Another example: "$x > 0$" is a verifiable property of computable reals, but "$x \leq 0$" is not. (Recall that $x \in \mathbb{R}$ is computable if there is an algorithm which, for any given $n \in \mathbb{N}$ gives an interval $[a_n,b_n]$ with rational endpoints such that $a_n < x < b_n$ and $b_n - a_n < 2^{-n}$.) The verification algorithm works as follows: given an algorithm for computing $x$, find $n \in \mathbb{N}$ such that $0 < a_n$. If $x > 0$ then this algorithm will terminate after a finite time, thereby confirm that $x > 0$. If $x \leq 0$ then the algorithm will run forever, but that is OK because we only need to confirm $x > 0$, we are not trying to deny $x > 0$ in case it does not hold.
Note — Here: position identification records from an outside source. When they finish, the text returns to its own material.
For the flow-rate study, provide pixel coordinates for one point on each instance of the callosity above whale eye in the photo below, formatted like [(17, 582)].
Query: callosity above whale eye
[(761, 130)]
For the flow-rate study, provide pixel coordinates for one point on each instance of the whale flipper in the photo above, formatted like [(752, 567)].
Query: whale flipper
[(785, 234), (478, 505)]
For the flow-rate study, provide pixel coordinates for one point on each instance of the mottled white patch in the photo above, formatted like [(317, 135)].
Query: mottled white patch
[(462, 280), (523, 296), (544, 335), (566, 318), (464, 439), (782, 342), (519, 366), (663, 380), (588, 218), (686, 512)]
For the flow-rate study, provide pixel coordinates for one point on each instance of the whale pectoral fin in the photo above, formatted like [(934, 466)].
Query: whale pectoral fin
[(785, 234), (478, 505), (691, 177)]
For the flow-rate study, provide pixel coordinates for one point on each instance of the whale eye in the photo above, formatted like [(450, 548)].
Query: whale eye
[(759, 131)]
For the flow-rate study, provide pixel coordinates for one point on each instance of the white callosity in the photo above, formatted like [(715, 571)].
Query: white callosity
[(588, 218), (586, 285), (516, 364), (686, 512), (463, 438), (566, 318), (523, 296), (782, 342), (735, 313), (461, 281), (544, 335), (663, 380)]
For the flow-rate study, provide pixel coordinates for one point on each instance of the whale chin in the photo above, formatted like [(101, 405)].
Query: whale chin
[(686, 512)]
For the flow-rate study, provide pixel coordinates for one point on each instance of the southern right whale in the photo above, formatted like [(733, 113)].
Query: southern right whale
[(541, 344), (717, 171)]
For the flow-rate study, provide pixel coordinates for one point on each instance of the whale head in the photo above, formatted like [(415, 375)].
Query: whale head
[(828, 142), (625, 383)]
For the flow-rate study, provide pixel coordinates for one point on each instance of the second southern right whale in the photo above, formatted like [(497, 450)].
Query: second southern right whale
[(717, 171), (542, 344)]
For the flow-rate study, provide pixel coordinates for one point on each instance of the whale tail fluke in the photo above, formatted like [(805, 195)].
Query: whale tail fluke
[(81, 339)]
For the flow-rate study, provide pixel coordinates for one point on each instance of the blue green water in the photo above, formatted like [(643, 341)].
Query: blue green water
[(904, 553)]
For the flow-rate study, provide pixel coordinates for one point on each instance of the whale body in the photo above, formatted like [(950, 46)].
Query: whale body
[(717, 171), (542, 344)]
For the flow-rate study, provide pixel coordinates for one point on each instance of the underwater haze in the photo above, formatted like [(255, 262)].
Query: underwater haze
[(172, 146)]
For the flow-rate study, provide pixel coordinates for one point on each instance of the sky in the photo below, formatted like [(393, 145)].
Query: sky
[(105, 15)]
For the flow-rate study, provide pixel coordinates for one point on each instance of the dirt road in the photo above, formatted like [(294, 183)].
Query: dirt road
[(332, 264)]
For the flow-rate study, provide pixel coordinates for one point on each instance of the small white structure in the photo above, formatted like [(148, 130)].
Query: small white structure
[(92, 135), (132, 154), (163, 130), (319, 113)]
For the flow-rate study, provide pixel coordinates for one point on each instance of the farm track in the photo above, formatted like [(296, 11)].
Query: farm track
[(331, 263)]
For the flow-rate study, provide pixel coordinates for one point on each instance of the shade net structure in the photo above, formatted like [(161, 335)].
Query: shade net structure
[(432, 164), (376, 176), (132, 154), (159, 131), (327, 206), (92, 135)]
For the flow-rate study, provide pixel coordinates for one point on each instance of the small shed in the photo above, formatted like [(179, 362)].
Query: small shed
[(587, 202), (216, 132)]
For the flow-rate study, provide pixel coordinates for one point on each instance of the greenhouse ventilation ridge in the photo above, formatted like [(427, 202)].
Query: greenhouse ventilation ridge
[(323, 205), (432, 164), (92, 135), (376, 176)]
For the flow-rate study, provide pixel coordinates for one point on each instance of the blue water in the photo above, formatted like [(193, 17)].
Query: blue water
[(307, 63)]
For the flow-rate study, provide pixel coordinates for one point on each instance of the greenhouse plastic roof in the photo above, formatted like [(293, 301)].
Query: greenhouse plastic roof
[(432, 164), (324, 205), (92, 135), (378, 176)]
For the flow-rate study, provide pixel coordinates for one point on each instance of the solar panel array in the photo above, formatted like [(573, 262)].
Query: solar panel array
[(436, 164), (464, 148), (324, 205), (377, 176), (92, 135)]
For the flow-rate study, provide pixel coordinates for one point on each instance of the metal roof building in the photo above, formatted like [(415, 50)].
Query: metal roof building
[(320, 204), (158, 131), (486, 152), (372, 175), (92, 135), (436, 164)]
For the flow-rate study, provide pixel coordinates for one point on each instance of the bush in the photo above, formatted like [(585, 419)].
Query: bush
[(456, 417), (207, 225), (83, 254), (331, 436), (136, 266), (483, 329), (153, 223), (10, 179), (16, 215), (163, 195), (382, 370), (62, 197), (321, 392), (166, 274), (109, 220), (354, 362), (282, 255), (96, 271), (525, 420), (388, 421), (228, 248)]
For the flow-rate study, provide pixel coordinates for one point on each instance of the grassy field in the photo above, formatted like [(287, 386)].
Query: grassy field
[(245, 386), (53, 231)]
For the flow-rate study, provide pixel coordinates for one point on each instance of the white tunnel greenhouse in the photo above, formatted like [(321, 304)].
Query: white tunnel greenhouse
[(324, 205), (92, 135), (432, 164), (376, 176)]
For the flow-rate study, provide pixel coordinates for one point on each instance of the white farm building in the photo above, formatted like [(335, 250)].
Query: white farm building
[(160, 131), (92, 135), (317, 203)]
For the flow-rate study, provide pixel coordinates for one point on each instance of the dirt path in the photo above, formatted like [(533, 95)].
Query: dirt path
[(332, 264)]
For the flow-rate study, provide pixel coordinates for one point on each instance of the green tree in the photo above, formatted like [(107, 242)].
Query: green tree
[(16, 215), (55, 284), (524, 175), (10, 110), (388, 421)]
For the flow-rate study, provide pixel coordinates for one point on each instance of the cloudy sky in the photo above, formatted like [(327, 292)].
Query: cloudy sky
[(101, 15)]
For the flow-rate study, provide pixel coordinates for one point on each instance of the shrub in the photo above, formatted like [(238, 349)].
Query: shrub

In contrast, we cannot confirm $x \leq 0$ because there is no algorithm which takes as input $x \in \mathbb{R}$ and terminates if, and only if, $x \leq 0$.


I don't consider myself knowledgable enough about logic to provide a complete answer myself, but I think the following two posts (1 from math.stackexchange, one from mathoverflow) contain some information that may help you understand the topology part of your question better:

  1. Dan Piponi's answer here gives a good explanation about how topologies can represent approximate information
  2. This post which was written later summarizes the first post + has some additional information about the information-interpretation of topologies

Unfortunately I'm not familiar with corresponding explanations for Sigma Algebras, even though I think your question is quite natural and agree that both objects are somewhat similar.